No doubt during October we’ll probably still be visited by the thousands of migrating starlings from Eastern Europe, as they travel west in search of food. And they’ll probably even visit the trees as they’ve always done looking for their fill… so if you’re wondering just what starlings most favour and fancy helping them on their way… they love scraps, seeds, nuts from nut feeders and they also probe into lawns for worms and grubs.
Update on the sale of Beaumont
The Council from time to time sells land that it no longer requires for example old school sites - clearly one of which is the Beaumont Hill site.
The money raised from the sales is invested in new assets or refurbishing existing assets, for example; repairing existing schools or building new ones.

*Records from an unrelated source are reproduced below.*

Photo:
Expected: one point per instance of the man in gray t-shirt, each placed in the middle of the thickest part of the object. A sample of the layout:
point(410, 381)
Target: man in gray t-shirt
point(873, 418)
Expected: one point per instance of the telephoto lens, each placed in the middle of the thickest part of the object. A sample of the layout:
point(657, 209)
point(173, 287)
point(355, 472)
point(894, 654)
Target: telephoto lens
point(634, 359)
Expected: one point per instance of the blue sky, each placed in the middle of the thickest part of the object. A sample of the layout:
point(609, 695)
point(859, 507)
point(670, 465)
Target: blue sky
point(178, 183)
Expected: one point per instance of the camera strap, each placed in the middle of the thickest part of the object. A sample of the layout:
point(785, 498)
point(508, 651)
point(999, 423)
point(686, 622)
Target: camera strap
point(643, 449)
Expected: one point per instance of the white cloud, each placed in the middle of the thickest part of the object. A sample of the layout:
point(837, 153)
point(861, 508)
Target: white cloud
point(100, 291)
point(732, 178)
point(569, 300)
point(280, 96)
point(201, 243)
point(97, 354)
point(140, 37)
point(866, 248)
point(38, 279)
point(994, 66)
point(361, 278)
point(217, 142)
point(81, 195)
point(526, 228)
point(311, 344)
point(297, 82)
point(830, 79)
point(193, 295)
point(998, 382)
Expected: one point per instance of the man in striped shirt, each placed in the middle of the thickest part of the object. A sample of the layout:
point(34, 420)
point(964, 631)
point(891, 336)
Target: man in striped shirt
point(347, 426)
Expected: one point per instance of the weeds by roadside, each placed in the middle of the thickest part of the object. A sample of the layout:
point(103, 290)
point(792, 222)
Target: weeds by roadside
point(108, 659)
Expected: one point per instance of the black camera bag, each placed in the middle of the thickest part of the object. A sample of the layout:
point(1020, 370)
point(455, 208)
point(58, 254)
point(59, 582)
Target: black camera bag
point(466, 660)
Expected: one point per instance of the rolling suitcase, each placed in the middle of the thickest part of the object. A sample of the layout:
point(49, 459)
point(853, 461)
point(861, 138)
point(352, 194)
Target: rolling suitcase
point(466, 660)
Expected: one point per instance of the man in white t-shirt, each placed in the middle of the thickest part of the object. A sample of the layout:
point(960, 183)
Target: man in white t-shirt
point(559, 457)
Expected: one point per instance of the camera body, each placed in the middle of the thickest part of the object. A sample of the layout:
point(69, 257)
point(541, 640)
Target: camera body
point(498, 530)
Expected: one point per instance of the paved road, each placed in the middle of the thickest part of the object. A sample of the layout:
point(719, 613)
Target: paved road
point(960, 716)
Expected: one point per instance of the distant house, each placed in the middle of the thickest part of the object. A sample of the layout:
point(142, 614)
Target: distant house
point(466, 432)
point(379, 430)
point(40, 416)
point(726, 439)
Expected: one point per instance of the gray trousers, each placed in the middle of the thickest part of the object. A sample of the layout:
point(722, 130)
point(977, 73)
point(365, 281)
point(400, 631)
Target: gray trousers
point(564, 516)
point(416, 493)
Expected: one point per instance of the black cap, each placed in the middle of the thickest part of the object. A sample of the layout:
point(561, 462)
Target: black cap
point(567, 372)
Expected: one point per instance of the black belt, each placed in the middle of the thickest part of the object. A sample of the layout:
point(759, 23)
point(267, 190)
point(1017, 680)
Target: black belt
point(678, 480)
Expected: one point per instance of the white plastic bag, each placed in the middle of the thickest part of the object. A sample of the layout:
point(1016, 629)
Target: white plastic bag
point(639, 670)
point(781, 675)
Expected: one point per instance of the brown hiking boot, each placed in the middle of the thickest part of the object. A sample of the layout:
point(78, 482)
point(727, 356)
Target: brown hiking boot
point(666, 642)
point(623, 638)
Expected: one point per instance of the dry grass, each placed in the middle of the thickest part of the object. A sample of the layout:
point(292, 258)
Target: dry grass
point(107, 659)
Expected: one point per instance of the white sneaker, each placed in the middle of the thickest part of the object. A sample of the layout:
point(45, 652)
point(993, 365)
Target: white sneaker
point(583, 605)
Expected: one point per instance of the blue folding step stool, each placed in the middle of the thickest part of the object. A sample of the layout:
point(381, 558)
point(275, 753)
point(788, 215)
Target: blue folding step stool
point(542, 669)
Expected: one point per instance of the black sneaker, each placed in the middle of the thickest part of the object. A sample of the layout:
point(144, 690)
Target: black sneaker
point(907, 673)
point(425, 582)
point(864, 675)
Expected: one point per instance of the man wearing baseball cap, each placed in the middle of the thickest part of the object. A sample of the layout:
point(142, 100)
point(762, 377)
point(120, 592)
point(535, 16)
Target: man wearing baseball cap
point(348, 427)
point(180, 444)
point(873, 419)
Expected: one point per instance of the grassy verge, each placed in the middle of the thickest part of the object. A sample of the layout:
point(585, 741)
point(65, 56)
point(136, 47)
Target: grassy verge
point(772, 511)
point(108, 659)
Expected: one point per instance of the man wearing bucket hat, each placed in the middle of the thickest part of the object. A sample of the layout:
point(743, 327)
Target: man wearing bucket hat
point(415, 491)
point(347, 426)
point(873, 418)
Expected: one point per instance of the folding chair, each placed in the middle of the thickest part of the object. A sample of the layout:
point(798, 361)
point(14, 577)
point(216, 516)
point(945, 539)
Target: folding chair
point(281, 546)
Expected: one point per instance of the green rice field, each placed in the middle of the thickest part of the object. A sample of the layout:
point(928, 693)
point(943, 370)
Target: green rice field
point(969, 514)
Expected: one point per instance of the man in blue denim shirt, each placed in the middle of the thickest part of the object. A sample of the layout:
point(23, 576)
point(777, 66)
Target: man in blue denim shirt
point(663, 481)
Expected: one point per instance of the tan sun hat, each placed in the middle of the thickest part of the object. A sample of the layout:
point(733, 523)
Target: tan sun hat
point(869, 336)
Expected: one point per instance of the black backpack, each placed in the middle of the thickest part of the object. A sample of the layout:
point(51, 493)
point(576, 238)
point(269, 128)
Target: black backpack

You will all have heard of the "credit crunch" and the impact this is having on house sales and the house building industry and Darlington is no exception. As a consequence, at the present time, builders are either not buying land at all or making offers - which are way off the market value.
With this in mind the council have had no other option but to reject the offer made by Bellway Homes for the land at Beaumont. Which means residents who took time out of their hectic lives to view these plans, will have the prospect of going through the process once again, should another developer show interest in the land.
Additionally this decision to reject Bellway Homes offer brings to an end a suggestion made by a member of the Friends of the Hill Community Association - which I had raised with council officers - to landscape the green area to the front of Salters Lane into a communal gardens. The suggestion would have created our very own ‘Beaumont Communal Gardens’ renovating the iron railings - including some seating, boarders, shrubs, bushes, flower beds and a circular path - which would have brightened up Harrowgate Hill as a whole, in addition to making the area more accessible for all… somewhere to sit and watch the world go by, without having to plod along to the South Park.
I do hope to continue these discussions as and when a more suitable developer is found.